Breizh-info.com a voulu donner la parole aux supporteurs acharnés, ceux qui se déplacent sans compter depuis des années pour soutenir leur équipe, dans les joies et dans les peines. Ces supporteurs historiques, ultras ou pas, sont sans doute le dernier vestige d’un football « à l’ancienne » qui a laissé place aujourd’hui à un sport désormais piloté par l’argent , les droits télévisés, le Qatar. Un football qui laisse de moins en moins de place à l’identité locale, à la fierté de représenter une ville, une région, à l’amour d’un maillot, aux joueurs humbles et fidèles à des couleurs …
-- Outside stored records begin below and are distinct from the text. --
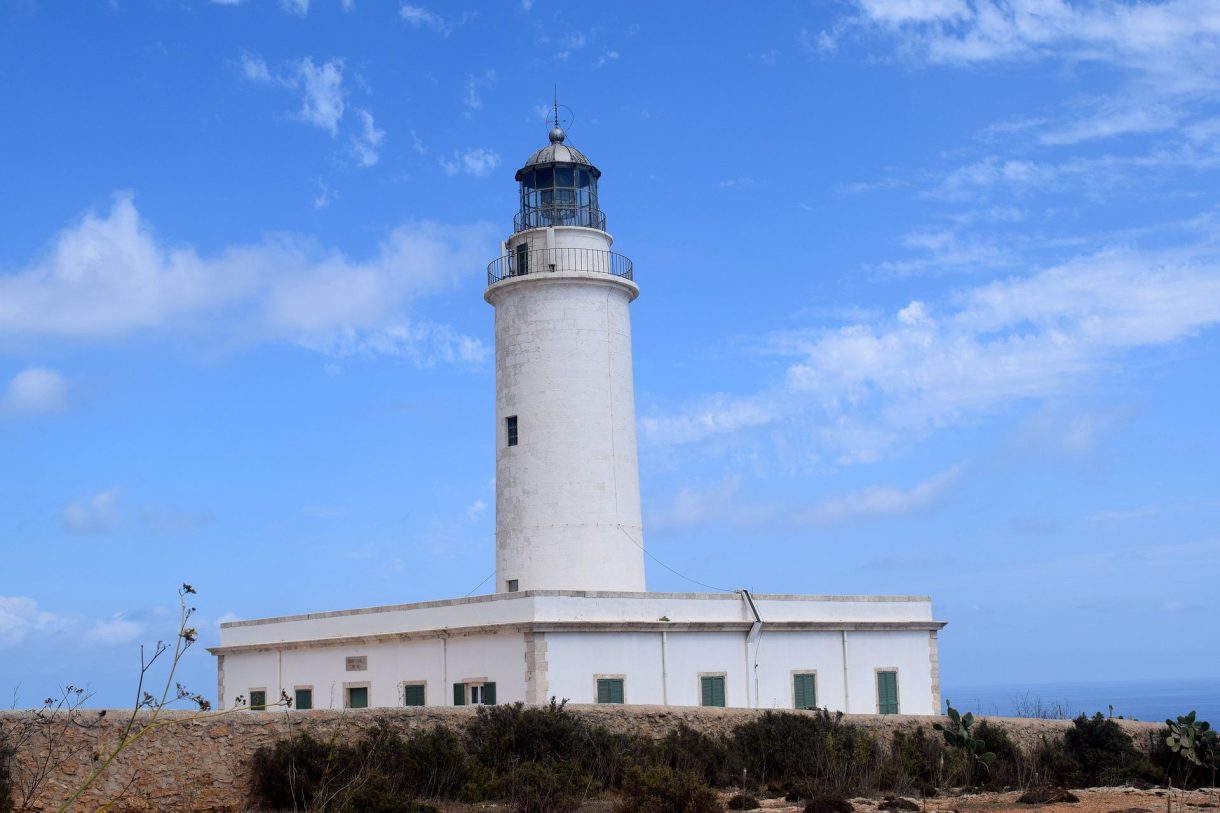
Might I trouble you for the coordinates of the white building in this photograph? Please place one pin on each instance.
(570, 617)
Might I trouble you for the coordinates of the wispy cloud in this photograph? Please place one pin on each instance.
(866, 388)
(366, 143)
(880, 501)
(109, 276)
(95, 514)
(34, 391)
(422, 17)
(322, 100)
(477, 161)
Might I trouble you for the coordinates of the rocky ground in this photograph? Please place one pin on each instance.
(1098, 800)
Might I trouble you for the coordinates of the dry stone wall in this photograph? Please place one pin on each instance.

Samuel, Christophe, Yannick, Yohann, Mathias, Antoine sont supporteurs de Rennes et de Guingamp. Ils ont tous en commun d’appartenir ou d’avoir appartenu à des groupes « ultras » d’un des deux clubs.

Breizh-info.com : Pouvez-vous vous présenter à nos lecteurs ?  Depuis quand allez-vous au stade ?

Samuel : j’ai 31 ans, je suis supporter du Stade Rennais depuis 1992 . J’ai d’abord été voir les matchs en étant jeune, puis je suis devenu « ultra » avant de redevenir un simple supporteur parmi d’autres.
Yannick : j’ai 33 ans, je suis supporteur d’En Avant Guingamp depuis 1995. J’ai été membre du Kop Rouge pendant de longues années. Je vais toujours au stade mais je suis moins « agité » que par le passé…
Yohan : 
J’ai 34 ans. Je suis né à Rennes et j’y ai toujours vécu. Je supporte le Stade Rennais depuis l’âge de 10/12 ans. Comme mon père, mes oncles, mon grand-père, etc.
Mathias :  J’aurai
 bientôt 23 ans. Je suis né et je vis dans le Morbihan. Mon premier match au Stade Rennais était lors de la saison 1998 – 1999. La saison d’après j’ai eu mon premier abonnement, j’avais 8 ans.
Christophe : Je m’appelle Christophe, j’ai 27 ans, je suis boucher et ancien supporter actif de Guingamp. J’habite Rennes depuis maintenant 3 ans. J’avais l’habitude d’aller au stade du Roudourou avec mon père et mon frère, puis j’y suis allé par mes propres moyens vers l’age de 17/18 ans.
Antoine : J’ai 33 ans, je suis ingénieur dans le développement logiciel dans la finance, supporter de Guingamp depuis 1995, Finistérien d’origine mais Parisien depuis quelques années (difficile de trouver un boulot intéressant en Bretagne)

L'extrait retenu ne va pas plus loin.